A special anointing

This morning, the Father apparently deemed I needed a special anointing for the day’s tasks.

I’m at the less than 48 hours mark until I embark on my journey to America, which means time is quickly escaping me. There’s a list of things that must be done, should be done, and could be done. I’m doing rather well at the must be dones, contemplating beginning on should be dones, and realizing could be dones just aren’t going to be done. This morning I had a list of errands I was planning on knocking out before my class at ten, so was in a bit of a rush trying to get out of the door.

Rushing in the kitchen just shouldn’t be done. I needed to quickly pound out some chicken breasts and whip up a marinade for them. It was the last thing to do before heading out the door (as in, hair, make-up, teaching clothes were already complete…soon to be an important fact). I threw in the marinade ingredients and then reached up on my tiptoes to put the vinegar back in its home on the high shelf next to the oil. In my rush, my placement was not in the least secure, and the vinegar managed to tip over it’s neighbor the oil. I did not realize this fact for a moment, for the next victim in the domino effect was a glass bottle of Italian sausage seasoning that I desperately (and successfully) reached out to save from sudden death on the floor. It was only as I breathed a sigh of relief at that travesty being avoided that I felt something wet dripping down my head.

Yep, so the lid on the oil? Not so secure. Sure enough I had managed to dump a fair amount of oil on my just washed, dried and straightened hair. And all of the long-haired women out there just collectively let a groan out with me.

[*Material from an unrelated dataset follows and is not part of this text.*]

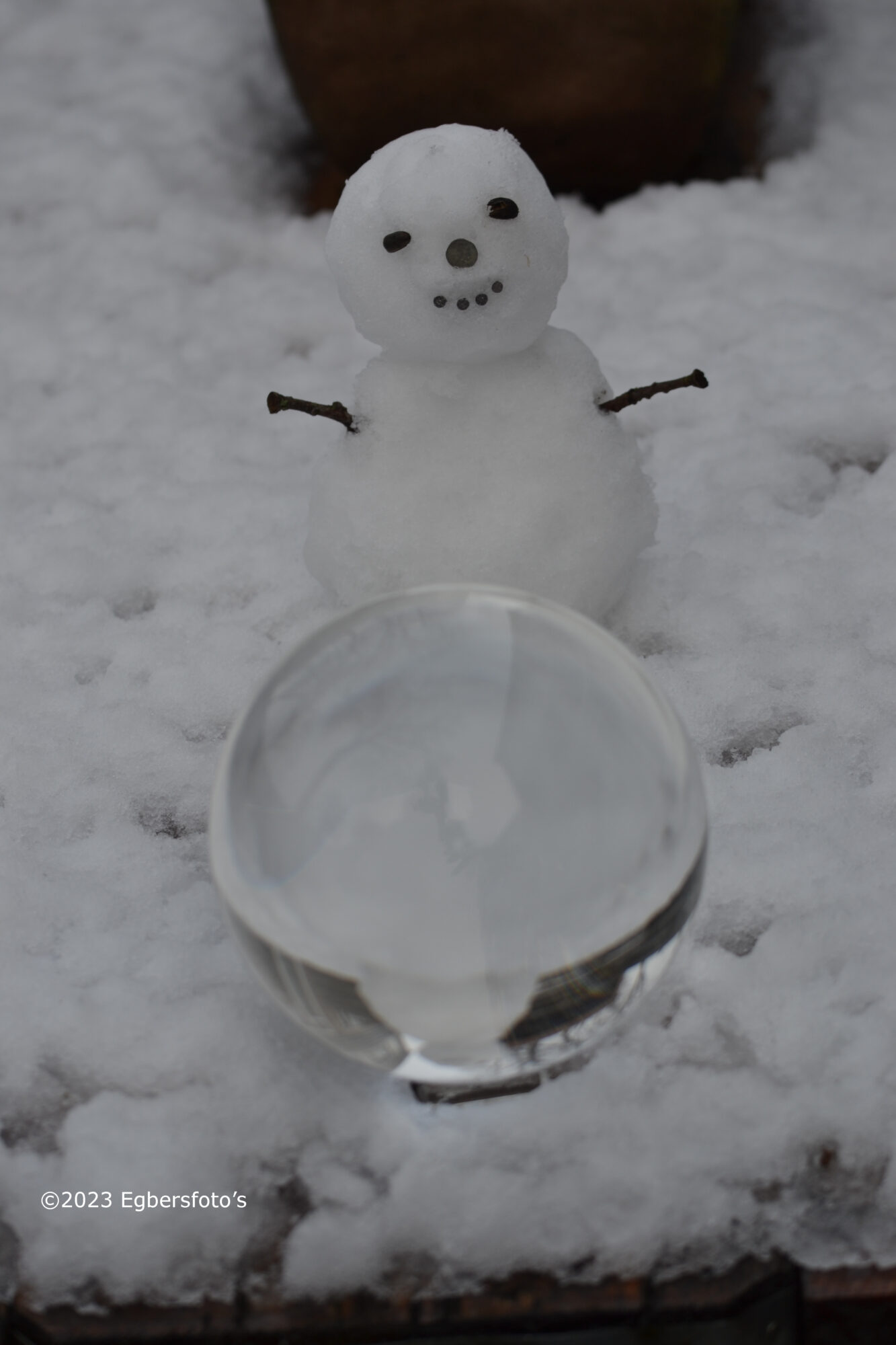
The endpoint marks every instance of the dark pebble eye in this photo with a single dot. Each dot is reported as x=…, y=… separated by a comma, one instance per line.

I headed to the bathroom to assess the damage, and soon realized that unless I wanted attend an audition to become a greaser, the hair was going to need to be washed again. And so I headed to the bathtub, stuck my head under the faucet and washed my hair. Again. Then dried it. Again. Wet hair and 0 degree weather? Just don’t go well together. Now the straightener? Didn’t go that far.

Needless to say, I did not finish my pre-class errands. However, I did spend the morning chuckling. Only a true klutz could manage to dump oil on their own head minutes before leaving the house.